Can damage rates from muons be determined, so that their precise biological effectiveness can be characterized? This will be important for humans living in shelters on the Moon or Mars.
Are there geoisotope constraints on the mean muon fluence at the Earth’s surface?
How does the cosmic ray intensity and spectrum vary with time at the Earth and throughout the Galaxy?
How can new and existing geophysical signatures of cosmic ray impact help in reconstructing the history of cosmic ray variability on Earth? This is a question of importance to the high-energy astrophysics, geophysics, and biology communities).
Alan P Boss
04:23 PM on
10 Jun, 2013
Adrian makes a number of good points in his latest entry, including the fact that the ambient radiation environment is of immense importance for human space flight. The Roadmap should consider the possibilities for synergy on such research between NASA’s SMD (science) and HEOMD (human exploration and operations).
08:33 PM on
14 Jun, 2013
Perhaps a little out of my depth here, but I’ve been interested for some time now in the notion of understanding the radiation environment in Earth’s early surface oceans – how do the spectral features/intensity of radiation (bearing in mind stellar evolution models for our own star), physical/chemical features of the atmosphere and the optical properties of seawater combine to constrain photosynthetic life in the early surface ocean?

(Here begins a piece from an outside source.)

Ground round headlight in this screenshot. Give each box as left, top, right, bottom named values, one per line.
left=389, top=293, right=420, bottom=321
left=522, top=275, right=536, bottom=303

Can the combined controls on surface ocean radiation environment be expected to exert a strong influence on the evolution of pigment systems in early photosynthetic organisms? Or do the effects of ocean chemistry override these constraints (say, via electron donor availability)?
I would be keen to get some takes on this from people who have thought much more deeply about this issue than myself.